Because she is the most amazing human specimen ever to walk the earth, Beyoncé dropped an entire album yesterday with no warning, marketing, or pre-sale hype. “Beyoncé” is her fifth solo LP, including collaborations with Drake, Michelle Williams, and Frank Ocean, among others. Bey being Bey, this isn’t just any old album. “Beyoncè” is a “visual album:” for each song, there is an accompanying video released simultaneously.
The album doesn’t bring much new in terms of Bey’s sound–electro-synth R&B dominates, and it is (mostly) eminently danceable. The videos are lavish in detail, celebrating the globetrotting lifestyle for which she and her husband, who I hear is also a singer, have become famous.
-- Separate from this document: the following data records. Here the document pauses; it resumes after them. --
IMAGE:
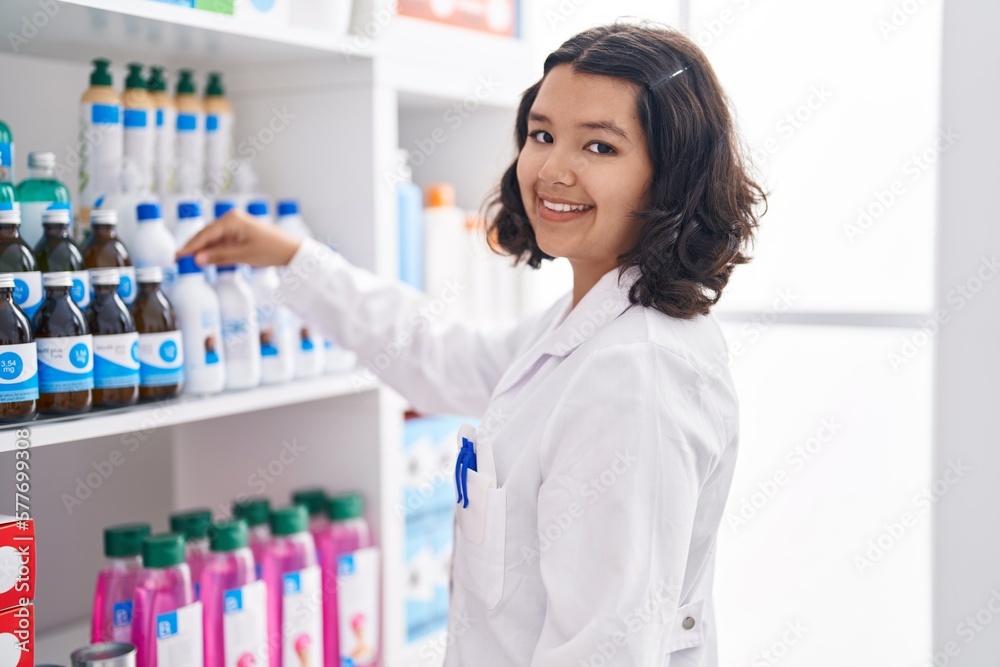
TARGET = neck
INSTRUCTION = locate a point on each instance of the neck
(585, 276)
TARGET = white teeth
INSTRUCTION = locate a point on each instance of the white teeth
(552, 206)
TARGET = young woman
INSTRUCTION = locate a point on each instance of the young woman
(587, 517)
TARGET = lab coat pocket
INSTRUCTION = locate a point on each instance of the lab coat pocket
(482, 528)
(687, 635)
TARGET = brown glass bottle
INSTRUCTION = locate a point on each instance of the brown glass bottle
(65, 350)
(103, 249)
(116, 343)
(160, 343)
(18, 360)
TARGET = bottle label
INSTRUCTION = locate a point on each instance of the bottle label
(116, 361)
(6, 162)
(358, 606)
(236, 338)
(18, 373)
(80, 290)
(179, 637)
(28, 291)
(302, 611)
(122, 621)
(65, 364)
(101, 141)
(126, 286)
(161, 359)
(244, 625)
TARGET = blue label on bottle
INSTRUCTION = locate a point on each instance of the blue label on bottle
(123, 614)
(135, 118)
(18, 373)
(116, 361)
(65, 364)
(187, 122)
(105, 113)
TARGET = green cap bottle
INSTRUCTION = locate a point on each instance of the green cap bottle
(192, 524)
(163, 550)
(125, 540)
(289, 520)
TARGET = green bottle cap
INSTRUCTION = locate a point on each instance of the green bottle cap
(101, 76)
(125, 540)
(214, 87)
(157, 82)
(346, 506)
(135, 79)
(314, 500)
(163, 550)
(289, 520)
(192, 524)
(229, 535)
(185, 86)
(256, 511)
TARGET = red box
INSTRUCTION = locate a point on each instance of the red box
(17, 636)
(17, 561)
(498, 17)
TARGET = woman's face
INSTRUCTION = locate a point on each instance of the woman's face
(584, 167)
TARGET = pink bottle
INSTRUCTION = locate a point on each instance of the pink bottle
(229, 566)
(193, 525)
(347, 532)
(314, 500)
(291, 551)
(112, 617)
(164, 585)
(257, 513)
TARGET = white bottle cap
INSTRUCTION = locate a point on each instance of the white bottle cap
(57, 279)
(149, 274)
(107, 276)
(55, 216)
(104, 216)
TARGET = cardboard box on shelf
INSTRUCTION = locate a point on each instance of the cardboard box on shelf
(17, 636)
(17, 561)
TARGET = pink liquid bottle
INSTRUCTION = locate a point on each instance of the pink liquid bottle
(257, 513)
(164, 586)
(112, 617)
(347, 532)
(314, 500)
(292, 576)
(193, 525)
(229, 568)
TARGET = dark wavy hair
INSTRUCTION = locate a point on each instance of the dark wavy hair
(703, 201)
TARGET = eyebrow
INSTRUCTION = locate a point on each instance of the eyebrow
(604, 125)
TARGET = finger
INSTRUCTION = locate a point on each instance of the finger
(221, 231)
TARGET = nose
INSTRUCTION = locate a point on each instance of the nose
(558, 168)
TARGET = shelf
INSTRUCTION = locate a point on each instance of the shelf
(141, 419)
(80, 30)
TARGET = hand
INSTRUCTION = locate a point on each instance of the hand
(238, 238)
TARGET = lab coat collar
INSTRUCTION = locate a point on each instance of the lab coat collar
(605, 301)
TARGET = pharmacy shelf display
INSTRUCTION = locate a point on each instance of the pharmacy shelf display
(321, 117)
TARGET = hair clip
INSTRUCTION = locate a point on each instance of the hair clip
(667, 78)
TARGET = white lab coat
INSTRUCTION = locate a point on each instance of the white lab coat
(606, 450)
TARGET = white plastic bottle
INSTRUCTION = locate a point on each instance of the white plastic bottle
(240, 329)
(154, 246)
(189, 222)
(291, 221)
(197, 310)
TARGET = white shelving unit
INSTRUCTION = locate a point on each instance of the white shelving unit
(348, 101)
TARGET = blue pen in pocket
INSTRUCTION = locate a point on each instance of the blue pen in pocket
(466, 461)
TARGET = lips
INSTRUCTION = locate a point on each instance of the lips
(561, 210)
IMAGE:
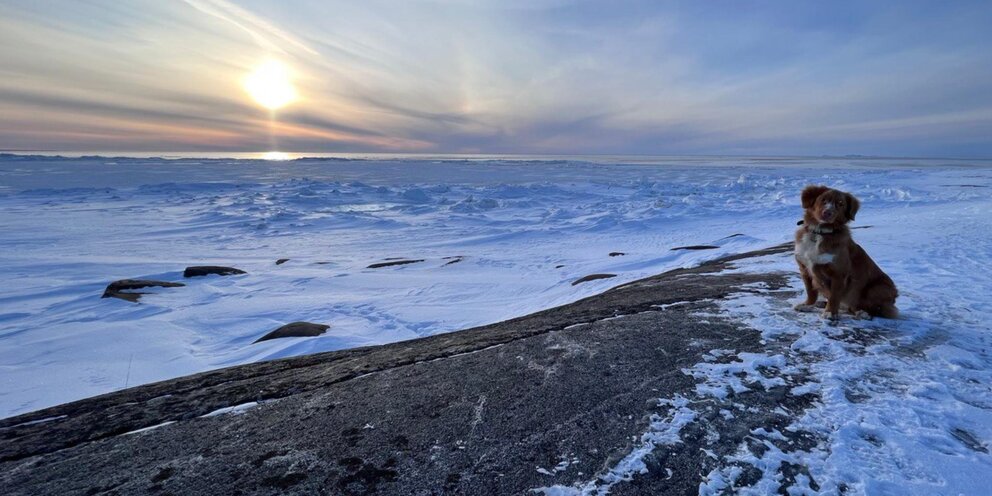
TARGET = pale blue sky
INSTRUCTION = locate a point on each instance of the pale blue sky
(545, 76)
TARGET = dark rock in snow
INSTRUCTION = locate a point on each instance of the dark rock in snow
(123, 288)
(593, 277)
(206, 270)
(295, 329)
(390, 264)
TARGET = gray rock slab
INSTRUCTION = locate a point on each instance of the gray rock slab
(474, 412)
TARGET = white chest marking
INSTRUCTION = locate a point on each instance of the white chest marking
(808, 251)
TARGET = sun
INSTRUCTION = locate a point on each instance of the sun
(270, 86)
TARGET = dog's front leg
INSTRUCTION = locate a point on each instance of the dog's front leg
(811, 293)
(837, 291)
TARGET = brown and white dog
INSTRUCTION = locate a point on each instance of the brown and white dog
(833, 265)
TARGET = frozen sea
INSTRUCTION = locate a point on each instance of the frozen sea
(523, 229)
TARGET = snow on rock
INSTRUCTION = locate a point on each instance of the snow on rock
(525, 231)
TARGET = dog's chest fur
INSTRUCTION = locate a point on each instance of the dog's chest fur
(808, 251)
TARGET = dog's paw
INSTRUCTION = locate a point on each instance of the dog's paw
(862, 315)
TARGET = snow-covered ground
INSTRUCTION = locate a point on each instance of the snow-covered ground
(902, 407)
(71, 226)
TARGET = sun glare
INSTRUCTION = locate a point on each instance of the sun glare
(278, 156)
(269, 85)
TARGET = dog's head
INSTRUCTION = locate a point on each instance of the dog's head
(829, 206)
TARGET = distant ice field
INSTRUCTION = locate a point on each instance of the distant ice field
(525, 230)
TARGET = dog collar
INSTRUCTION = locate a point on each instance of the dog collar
(816, 229)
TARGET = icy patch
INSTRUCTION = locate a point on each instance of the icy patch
(233, 410)
(149, 428)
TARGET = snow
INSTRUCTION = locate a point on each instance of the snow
(903, 406)
(908, 408)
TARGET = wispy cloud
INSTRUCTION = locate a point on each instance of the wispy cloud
(543, 77)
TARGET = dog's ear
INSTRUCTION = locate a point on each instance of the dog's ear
(811, 193)
(852, 206)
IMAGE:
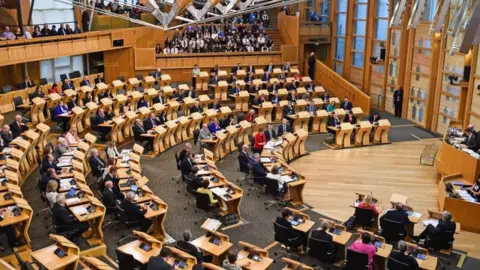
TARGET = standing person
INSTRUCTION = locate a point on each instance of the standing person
(311, 65)
(398, 101)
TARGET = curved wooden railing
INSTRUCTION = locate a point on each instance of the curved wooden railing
(341, 87)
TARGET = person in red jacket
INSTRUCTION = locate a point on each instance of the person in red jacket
(259, 141)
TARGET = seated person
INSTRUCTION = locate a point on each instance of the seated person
(64, 218)
(365, 246)
(444, 225)
(204, 190)
(284, 221)
(403, 258)
(160, 262)
(373, 119)
(191, 249)
(134, 212)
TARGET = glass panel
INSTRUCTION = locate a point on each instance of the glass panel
(342, 24)
(340, 49)
(383, 8)
(342, 5)
(382, 30)
(358, 60)
(359, 44)
(360, 27)
(361, 12)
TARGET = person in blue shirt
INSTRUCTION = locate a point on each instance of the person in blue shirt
(214, 126)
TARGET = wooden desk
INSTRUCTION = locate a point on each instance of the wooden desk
(140, 255)
(49, 260)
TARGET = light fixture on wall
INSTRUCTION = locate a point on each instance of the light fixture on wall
(417, 11)
(398, 13)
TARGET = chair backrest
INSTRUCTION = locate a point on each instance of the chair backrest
(320, 249)
(393, 264)
(202, 201)
(393, 230)
(364, 216)
(356, 260)
(125, 261)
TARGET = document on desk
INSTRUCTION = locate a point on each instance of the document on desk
(434, 222)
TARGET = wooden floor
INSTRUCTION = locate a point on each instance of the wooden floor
(333, 177)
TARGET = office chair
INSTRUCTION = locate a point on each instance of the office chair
(322, 250)
(287, 238)
(356, 260)
(126, 261)
(271, 187)
(393, 264)
(130, 224)
(202, 202)
(364, 217)
(393, 231)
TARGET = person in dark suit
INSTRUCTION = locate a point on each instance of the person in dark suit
(284, 127)
(471, 141)
(6, 135)
(374, 118)
(346, 104)
(398, 215)
(72, 103)
(244, 159)
(187, 164)
(270, 133)
(151, 122)
(403, 258)
(27, 83)
(17, 127)
(134, 212)
(63, 217)
(160, 262)
(85, 82)
(444, 225)
(284, 221)
(99, 79)
(97, 164)
(191, 249)
(398, 101)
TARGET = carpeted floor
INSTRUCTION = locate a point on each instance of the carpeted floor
(258, 227)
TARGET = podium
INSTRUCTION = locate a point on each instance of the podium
(244, 130)
(221, 90)
(127, 126)
(209, 115)
(265, 111)
(299, 146)
(119, 101)
(342, 138)
(169, 139)
(165, 79)
(381, 132)
(183, 124)
(362, 136)
(258, 123)
(37, 110)
(52, 102)
(241, 101)
(300, 121)
(187, 104)
(90, 111)
(172, 109)
(196, 120)
(300, 105)
(231, 141)
(82, 93)
(116, 85)
(76, 119)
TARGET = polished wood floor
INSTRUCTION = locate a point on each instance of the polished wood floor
(333, 177)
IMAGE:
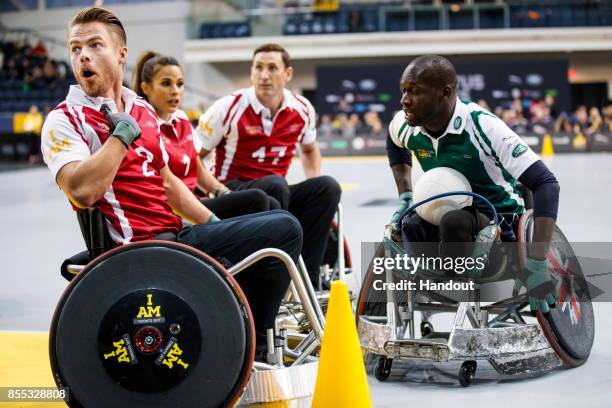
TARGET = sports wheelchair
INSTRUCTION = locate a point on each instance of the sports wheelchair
(160, 324)
(501, 333)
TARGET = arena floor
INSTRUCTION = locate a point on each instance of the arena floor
(40, 231)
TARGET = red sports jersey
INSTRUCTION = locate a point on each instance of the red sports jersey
(177, 135)
(134, 206)
(250, 144)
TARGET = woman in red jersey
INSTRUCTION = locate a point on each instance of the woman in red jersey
(159, 80)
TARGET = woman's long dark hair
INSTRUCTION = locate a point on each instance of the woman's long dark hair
(146, 67)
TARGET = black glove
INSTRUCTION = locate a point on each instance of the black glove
(122, 126)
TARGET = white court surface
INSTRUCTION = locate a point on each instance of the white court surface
(39, 230)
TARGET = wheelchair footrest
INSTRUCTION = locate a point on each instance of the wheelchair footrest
(429, 349)
(280, 384)
(534, 362)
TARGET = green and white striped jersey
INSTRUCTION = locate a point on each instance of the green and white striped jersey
(477, 144)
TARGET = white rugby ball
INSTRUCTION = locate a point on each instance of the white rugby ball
(437, 181)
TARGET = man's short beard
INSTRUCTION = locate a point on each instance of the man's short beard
(94, 90)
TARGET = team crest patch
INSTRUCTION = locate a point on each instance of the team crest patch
(205, 127)
(252, 130)
(518, 150)
(423, 154)
(457, 122)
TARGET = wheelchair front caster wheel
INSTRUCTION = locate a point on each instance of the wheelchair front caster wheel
(383, 368)
(467, 373)
(426, 329)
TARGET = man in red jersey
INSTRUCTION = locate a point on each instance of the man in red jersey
(256, 131)
(103, 146)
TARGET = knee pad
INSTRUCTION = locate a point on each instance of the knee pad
(261, 199)
(458, 226)
(331, 188)
(277, 187)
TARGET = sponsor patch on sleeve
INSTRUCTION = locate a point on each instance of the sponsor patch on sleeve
(518, 150)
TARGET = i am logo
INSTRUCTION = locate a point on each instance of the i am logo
(120, 352)
(149, 311)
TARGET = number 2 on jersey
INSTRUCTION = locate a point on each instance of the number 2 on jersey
(142, 152)
(260, 154)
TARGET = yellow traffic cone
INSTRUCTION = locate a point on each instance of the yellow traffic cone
(547, 147)
(341, 380)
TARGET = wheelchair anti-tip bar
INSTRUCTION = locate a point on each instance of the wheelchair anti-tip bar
(414, 206)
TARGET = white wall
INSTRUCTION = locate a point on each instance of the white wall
(158, 26)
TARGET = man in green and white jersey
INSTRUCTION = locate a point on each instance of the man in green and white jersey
(443, 131)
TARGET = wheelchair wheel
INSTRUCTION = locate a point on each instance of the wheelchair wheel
(152, 324)
(570, 326)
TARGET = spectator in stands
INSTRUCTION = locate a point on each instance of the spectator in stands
(325, 127)
(483, 104)
(34, 79)
(551, 103)
(49, 74)
(595, 121)
(607, 113)
(541, 121)
(32, 126)
(563, 124)
(580, 119)
(374, 124)
(39, 50)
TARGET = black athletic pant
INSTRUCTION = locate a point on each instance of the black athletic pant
(313, 202)
(233, 239)
(238, 203)
(455, 226)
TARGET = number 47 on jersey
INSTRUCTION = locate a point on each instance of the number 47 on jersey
(276, 152)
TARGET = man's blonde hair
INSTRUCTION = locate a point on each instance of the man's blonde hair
(100, 15)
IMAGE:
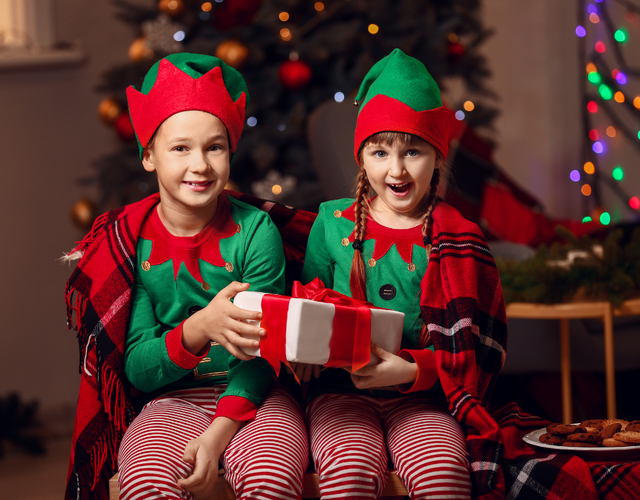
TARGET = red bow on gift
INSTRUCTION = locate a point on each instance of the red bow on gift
(350, 343)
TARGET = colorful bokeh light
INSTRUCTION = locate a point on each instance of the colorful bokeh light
(618, 173)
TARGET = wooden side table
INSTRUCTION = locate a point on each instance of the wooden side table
(578, 310)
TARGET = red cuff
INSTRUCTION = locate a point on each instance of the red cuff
(425, 360)
(236, 408)
(178, 354)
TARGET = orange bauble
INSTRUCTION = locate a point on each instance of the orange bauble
(109, 110)
(82, 213)
(172, 8)
(233, 52)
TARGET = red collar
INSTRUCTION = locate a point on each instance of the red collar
(384, 237)
(189, 249)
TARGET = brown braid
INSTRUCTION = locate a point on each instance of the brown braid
(357, 279)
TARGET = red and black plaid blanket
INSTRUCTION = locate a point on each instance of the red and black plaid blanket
(461, 303)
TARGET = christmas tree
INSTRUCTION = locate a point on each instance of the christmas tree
(294, 55)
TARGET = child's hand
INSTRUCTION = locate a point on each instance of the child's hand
(204, 453)
(222, 322)
(199, 452)
(390, 370)
(304, 371)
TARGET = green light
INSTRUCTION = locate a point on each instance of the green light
(594, 77)
(605, 92)
(621, 35)
(618, 173)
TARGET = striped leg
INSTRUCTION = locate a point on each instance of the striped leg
(347, 446)
(429, 451)
(268, 457)
(150, 456)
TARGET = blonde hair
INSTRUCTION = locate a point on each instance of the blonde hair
(357, 277)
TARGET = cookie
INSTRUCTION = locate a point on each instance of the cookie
(610, 430)
(593, 423)
(580, 444)
(584, 437)
(628, 437)
(614, 443)
(609, 421)
(551, 439)
(561, 429)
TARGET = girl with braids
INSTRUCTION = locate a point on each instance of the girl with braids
(381, 249)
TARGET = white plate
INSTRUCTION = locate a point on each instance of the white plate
(604, 453)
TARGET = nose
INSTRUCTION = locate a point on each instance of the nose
(396, 166)
(199, 162)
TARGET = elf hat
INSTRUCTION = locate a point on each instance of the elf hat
(399, 95)
(184, 82)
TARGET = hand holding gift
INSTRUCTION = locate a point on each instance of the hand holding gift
(319, 326)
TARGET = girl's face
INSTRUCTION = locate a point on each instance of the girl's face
(400, 174)
(190, 155)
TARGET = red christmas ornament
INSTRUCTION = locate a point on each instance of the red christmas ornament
(235, 13)
(294, 74)
(123, 127)
(456, 50)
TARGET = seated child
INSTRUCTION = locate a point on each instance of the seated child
(183, 255)
(388, 250)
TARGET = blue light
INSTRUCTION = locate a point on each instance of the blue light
(621, 78)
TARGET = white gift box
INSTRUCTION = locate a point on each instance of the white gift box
(310, 324)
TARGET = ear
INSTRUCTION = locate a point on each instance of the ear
(148, 159)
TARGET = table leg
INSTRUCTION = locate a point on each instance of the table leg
(565, 371)
(609, 364)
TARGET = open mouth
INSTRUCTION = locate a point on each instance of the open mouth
(400, 188)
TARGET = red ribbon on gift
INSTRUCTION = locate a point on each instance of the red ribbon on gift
(350, 343)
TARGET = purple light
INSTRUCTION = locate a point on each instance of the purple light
(621, 78)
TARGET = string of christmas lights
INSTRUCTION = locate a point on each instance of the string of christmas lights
(610, 108)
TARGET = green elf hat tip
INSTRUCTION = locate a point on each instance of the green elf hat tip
(399, 95)
(184, 82)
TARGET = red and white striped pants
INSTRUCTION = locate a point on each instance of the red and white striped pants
(350, 435)
(266, 459)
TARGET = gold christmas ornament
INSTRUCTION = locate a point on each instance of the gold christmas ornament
(108, 110)
(172, 8)
(233, 52)
(139, 50)
(82, 213)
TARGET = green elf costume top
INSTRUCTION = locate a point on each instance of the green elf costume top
(397, 95)
(176, 276)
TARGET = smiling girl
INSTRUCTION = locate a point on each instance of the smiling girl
(381, 249)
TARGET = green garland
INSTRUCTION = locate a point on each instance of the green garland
(607, 270)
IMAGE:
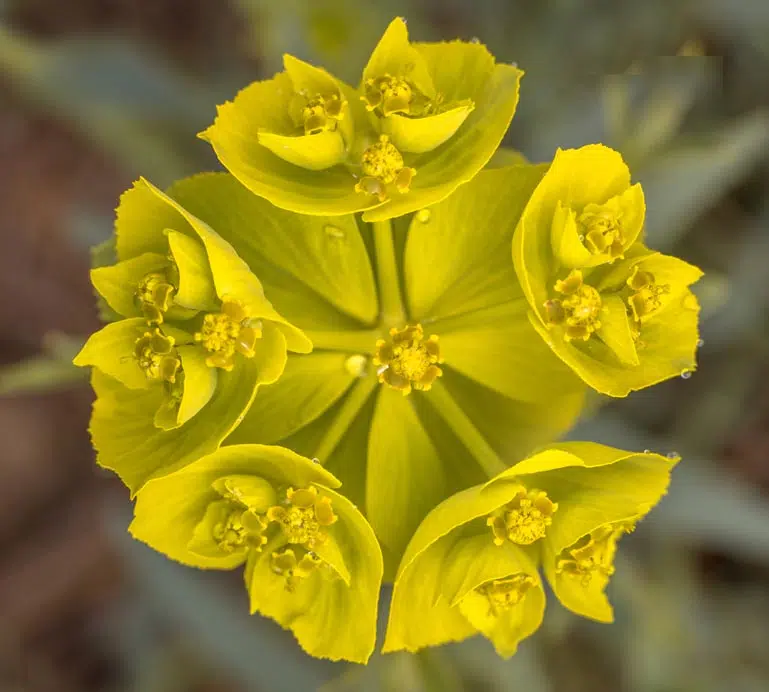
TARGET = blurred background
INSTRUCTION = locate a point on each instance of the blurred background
(94, 93)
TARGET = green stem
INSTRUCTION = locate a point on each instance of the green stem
(390, 300)
(465, 429)
(349, 409)
(361, 341)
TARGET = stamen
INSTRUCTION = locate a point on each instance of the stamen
(303, 516)
(593, 554)
(601, 230)
(579, 311)
(286, 564)
(382, 166)
(154, 295)
(227, 332)
(523, 520)
(408, 360)
(504, 594)
(157, 357)
(646, 298)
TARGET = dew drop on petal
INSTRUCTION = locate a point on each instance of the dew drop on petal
(333, 232)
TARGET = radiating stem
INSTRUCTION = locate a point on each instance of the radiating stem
(362, 341)
(349, 409)
(465, 429)
(390, 299)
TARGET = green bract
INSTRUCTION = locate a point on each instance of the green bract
(312, 561)
(472, 563)
(173, 382)
(425, 119)
(621, 315)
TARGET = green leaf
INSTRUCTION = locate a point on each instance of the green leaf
(312, 268)
(405, 477)
(321, 604)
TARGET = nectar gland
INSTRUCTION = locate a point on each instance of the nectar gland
(578, 311)
(593, 554)
(523, 520)
(504, 594)
(601, 231)
(286, 564)
(646, 298)
(154, 296)
(382, 167)
(227, 332)
(157, 357)
(303, 516)
(408, 361)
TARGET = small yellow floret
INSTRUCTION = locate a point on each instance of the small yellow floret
(382, 166)
(593, 554)
(408, 360)
(523, 520)
(227, 332)
(303, 516)
(157, 357)
(504, 594)
(579, 310)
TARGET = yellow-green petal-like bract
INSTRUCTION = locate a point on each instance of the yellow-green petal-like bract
(620, 315)
(317, 574)
(426, 119)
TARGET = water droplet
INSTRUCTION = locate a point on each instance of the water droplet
(333, 231)
(356, 365)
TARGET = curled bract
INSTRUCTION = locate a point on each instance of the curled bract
(472, 565)
(620, 315)
(312, 562)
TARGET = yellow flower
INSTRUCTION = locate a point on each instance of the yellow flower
(425, 119)
(621, 315)
(472, 563)
(312, 562)
(193, 338)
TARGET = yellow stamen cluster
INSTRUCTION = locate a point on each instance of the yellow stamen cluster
(524, 519)
(389, 94)
(154, 295)
(593, 554)
(504, 594)
(240, 529)
(579, 310)
(292, 568)
(157, 357)
(321, 114)
(227, 332)
(646, 298)
(408, 360)
(601, 231)
(382, 167)
(303, 516)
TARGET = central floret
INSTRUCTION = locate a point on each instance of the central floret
(382, 166)
(524, 519)
(227, 332)
(408, 360)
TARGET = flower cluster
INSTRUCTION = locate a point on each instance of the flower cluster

The real coup here is the surprise of the album’s quick drop, though it remains to be seen how the lack of marketing will treat Queen Bey.
But one of the songs is especially worth listening to/watching. “Pretty Hurts” is a powerful ballad and an even better video, with Beyoncé acting as a beauty pageant competitor: getting her (already tiny) waist measured, getting snide glances from other women, plastering a wide smile onto her face as she is judged relentlessly. The hook addresses the critical way women are treated in the entertainment industry, an especially grievous state of affairs when faiths of all kinds tell us that people have inherent dignity, of the kind that cannot be made stronger or weaker by the color of our skin or the size of our jeans.